Team development is anything but linear
What separates a great team from a mediocre one?
I’ve been on some high-flying teams and some not-so-great ones. Several years ago, I found myself on a team that was obviously oriented around supporting one of the “stars” of the company (though no one would’ve said this aloud). This person had lots of experience and skill, but they sort of overshadowed everyone else. And we did get things done! But not nearly as much as I’ve gotten done on teams that actually played like teams. You know, teams of equals.
Medium staff engineer Jacob Bennett uses the 2004 NBA finals match between the Detroit Pistons and the Los Angeles Lakers as an example: “The Lakers played like five superstar individual contributors while the Pistons played like a team. Against 8-to-1 odds, the Pistons won and showed the world that great teams beat great individuals.”
Bennett adds nuance to psychologist Bruce Tuckman’s oft-cited four stages of group development:
- Forming: the awkward moment of learning roles and names
- Storming: struggles for power, testing of boundaries
- Norming: settling into a rhythm, cohesion
- Performing: getting stuff done!
Organizational psych courses cite this model constantly, but it’s actually based on a meta-analysis of research that primarily focused on group therapy. And people in therapy behave much differently than people doing team-based work for money. At work, teams often absorb and lose members over time.
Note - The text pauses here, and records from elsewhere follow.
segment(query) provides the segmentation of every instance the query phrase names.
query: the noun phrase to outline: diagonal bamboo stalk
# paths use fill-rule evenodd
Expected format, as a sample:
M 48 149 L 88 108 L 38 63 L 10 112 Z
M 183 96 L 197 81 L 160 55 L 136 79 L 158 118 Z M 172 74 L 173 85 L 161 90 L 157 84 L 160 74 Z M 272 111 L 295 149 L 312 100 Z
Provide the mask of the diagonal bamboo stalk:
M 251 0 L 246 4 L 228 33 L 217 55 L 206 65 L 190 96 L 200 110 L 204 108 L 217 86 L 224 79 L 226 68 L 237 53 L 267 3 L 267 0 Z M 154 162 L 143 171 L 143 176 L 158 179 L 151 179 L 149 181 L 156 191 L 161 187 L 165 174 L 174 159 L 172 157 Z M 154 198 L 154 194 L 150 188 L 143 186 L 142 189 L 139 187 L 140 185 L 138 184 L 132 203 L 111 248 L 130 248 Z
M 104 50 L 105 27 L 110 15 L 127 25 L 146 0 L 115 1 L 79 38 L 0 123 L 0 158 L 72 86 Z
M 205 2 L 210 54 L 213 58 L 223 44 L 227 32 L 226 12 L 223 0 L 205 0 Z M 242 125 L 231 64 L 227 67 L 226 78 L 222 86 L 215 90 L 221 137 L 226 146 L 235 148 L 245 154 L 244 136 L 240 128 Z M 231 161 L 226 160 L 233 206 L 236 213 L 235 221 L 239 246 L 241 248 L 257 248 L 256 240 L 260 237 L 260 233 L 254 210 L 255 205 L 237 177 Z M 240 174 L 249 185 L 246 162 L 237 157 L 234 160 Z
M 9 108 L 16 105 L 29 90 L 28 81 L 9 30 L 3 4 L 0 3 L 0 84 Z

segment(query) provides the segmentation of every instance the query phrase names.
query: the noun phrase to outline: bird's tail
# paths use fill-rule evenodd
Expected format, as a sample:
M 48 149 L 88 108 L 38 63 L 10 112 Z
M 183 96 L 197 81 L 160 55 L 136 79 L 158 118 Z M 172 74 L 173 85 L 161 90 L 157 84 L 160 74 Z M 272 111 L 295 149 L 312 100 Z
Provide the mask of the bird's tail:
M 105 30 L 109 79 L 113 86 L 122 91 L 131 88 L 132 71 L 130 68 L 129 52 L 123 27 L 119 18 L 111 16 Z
This can lead a once-Performing team to bounce back to Forming all over again when Q2 starts and they get a new engineering lead, for example.
The lesson here is that team development is far less linear than most of us think.
What else we’re reading
- Biz Stone, co-founder of Twitter, tells a personal story of almost turning down a job at Google because he was afraid of flying. Thankfully, he got over his fear, moved to California, and took the job (which later led to him co-founding Medium). One lesson: “Sometimes the biggest obstacles in our path are placed there by ourselves. My fear of flying weirdly turned into a stepping stone by teaching me the power of seeking help when needed.”
- Open relationships are becoming more acceptable in the U.S.: 50% of Americans under 30 think open relationships are totally fine (though over 70% of people over 65 frown upon them). Illustrator Sophie Lucido Johnson, who wrote a book about being polyamorous, debunks common misconceptions about non-monagamy. Polyamory is not about sex, Johnson writes, it’s about communication. “Every sitcom I’ve ever watched has convinced me that our cultural capacity for communication is achingly small (to the point that it’s hilarious!),” Johnson explains. Redefining the boundaries of a relationship can help us get more comfortable having difficult or inelegant conversations in any area of life.
Your daily dose of practical wisdom
Trying to be the best at one thing isn’t the smartest path to success. Instead, put your effort into mastering a unique combination of skills. The best skills to choose are those that don’t tend to go together but complement each other well.